En ce qui concerne les négociations avec les mouvements musulmans à Mindanao, un accord avait été signé entre la précédente administration Aquino et le Front de libération islamique moro (MILF), pour la création d’une nouvelle entité sous la gouvernance de ce dernier. Cet accord exigeait une réforme constitutionnelle et n’a pas trouvé de majorité au Congrès avant l’élection présidentielle qui a conduit Duterte au pouvoir.
Bien des intérêts établis ont miné l’accord conclu avec le MILF ; mais ledit MILF n’a, pour sa part, ni voulu ni pu donner des garanties sur les droits dont bénéficieraient les communautés lumads (tribus montagnardes), les villages et populations chrétiennes, les autres organisations musulmanes, à commencer par le Front de libération national moro (MNLF).
A la direction du MILF et du MNLF se trouvent aujourd’hui de puissants clans politiques, de très riches hommes d’affaires. Ils sont notamment liés aux groupes miniers et forestiers qui exploitent les richesses de Mindanao, souvent au détriment des populations locales. Les développements actuels montrent aussi que les deux grands fronts musulmans n’ont pas été à même de bloquer l’affirmation d’un courant islamiste fondamentaliste très agressif.

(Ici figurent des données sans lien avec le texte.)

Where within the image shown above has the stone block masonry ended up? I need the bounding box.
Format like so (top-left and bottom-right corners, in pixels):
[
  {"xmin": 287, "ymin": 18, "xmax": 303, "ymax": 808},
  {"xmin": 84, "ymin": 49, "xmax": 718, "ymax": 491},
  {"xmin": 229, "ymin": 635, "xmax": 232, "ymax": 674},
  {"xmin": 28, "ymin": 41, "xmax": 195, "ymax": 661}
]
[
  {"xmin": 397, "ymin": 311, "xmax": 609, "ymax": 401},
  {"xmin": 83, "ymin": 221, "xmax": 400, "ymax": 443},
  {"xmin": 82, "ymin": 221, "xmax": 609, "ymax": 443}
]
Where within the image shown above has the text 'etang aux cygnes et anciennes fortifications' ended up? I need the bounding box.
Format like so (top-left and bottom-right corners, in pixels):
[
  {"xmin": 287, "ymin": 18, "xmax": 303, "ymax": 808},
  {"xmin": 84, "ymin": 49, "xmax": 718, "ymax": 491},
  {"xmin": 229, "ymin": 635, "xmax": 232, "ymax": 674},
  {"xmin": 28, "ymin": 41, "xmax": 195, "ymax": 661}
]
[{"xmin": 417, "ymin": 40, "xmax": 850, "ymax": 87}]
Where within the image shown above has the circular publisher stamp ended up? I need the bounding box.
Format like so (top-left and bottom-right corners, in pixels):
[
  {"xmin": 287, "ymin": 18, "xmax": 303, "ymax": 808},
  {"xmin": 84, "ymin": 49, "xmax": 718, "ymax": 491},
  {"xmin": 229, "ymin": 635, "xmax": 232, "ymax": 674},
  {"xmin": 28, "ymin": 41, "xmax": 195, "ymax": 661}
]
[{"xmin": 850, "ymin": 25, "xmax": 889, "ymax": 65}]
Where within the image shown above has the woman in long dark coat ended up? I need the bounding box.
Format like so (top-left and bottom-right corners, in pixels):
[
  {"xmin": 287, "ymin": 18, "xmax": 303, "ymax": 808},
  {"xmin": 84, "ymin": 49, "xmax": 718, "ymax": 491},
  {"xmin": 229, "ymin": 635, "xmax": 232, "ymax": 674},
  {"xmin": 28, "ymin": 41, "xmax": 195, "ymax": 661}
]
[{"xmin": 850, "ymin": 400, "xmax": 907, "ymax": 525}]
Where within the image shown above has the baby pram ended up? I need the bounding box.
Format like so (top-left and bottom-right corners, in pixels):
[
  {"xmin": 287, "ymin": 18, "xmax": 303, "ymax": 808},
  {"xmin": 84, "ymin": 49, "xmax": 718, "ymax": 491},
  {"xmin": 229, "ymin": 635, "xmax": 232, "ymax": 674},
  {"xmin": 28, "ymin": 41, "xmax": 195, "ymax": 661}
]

L’un des enjeux les plus importants de l’élection de Duterte était précisément la question des négociations de paix. Il a relancé le processus avec le PCP et a initié un nouveau cadre de pourparlers à Mindanao, ouvert cette fois à tous les acteurs concernés : le MILF évidemment, mais aussi le MNLF, des représentants de lumads et autres communautés… Ce processus risque d’être aujourd’hui remis en cause.
L’échec des négociations passées (avec le PCP ou les organisations musulmanes armées) renvoie notamment à une question démocratique fondamentale : elles sont menées au sommet, en secret, sans implication des populations. Lesdites populations sont invitées à avaliser a posteriori un accord à la rédaction duquel elles n’ont pas participé.
Nous – le RPM-M et l’Armée révolutionnaire du peuple (RPA) – sommes aussi engagés à Mindanao dans un processus de paix. Nous avons impliqué les populations locales dans les pourparlers, quand ils ont eu lieu, et nous les rendons juges d’éventuels accords intermédiaires qui les concernent au premier chef. Nous ne menons aucune opération offensive contre le gouvernement ; notre posture est défensive : assurer notre protection et celles des communautés où nous sommes implantés. Malheureusement, nous sommes confrontés à la militarisation de la société, à la guerre de Marawi, à la loi martiale… L’un de nos cadres, le camarade Ruben, a été assassiné, en mars dernier, par des forces gouvernementales, dans la province de Lanao del Norte. Nous en appelons à la solidarité internationale pour faire pression sur le gouvernement philippin afin qu’il lève immédiatement la loi martiale à Mindanao et ne l’étende pas à d’autres régions du pays [5].
Dans ces conditions, comment pourrions-nous désarmer ? Mais nous soutenons le combat mené par la société civile pour créer les conditions d’une paix durable à Mindanao, où la population a durement souffert de décennies de conflits. La guerre de Marawi, pas sa violence même, peut susciter un mouvement de rejet qui donne un souffle nouveau à cette lutte, rassemblant les trois peuples de notre île : moros, lumads et descendants des colons philippins chrétiens venus, initialement, du Nord et du Centre de l’archipel.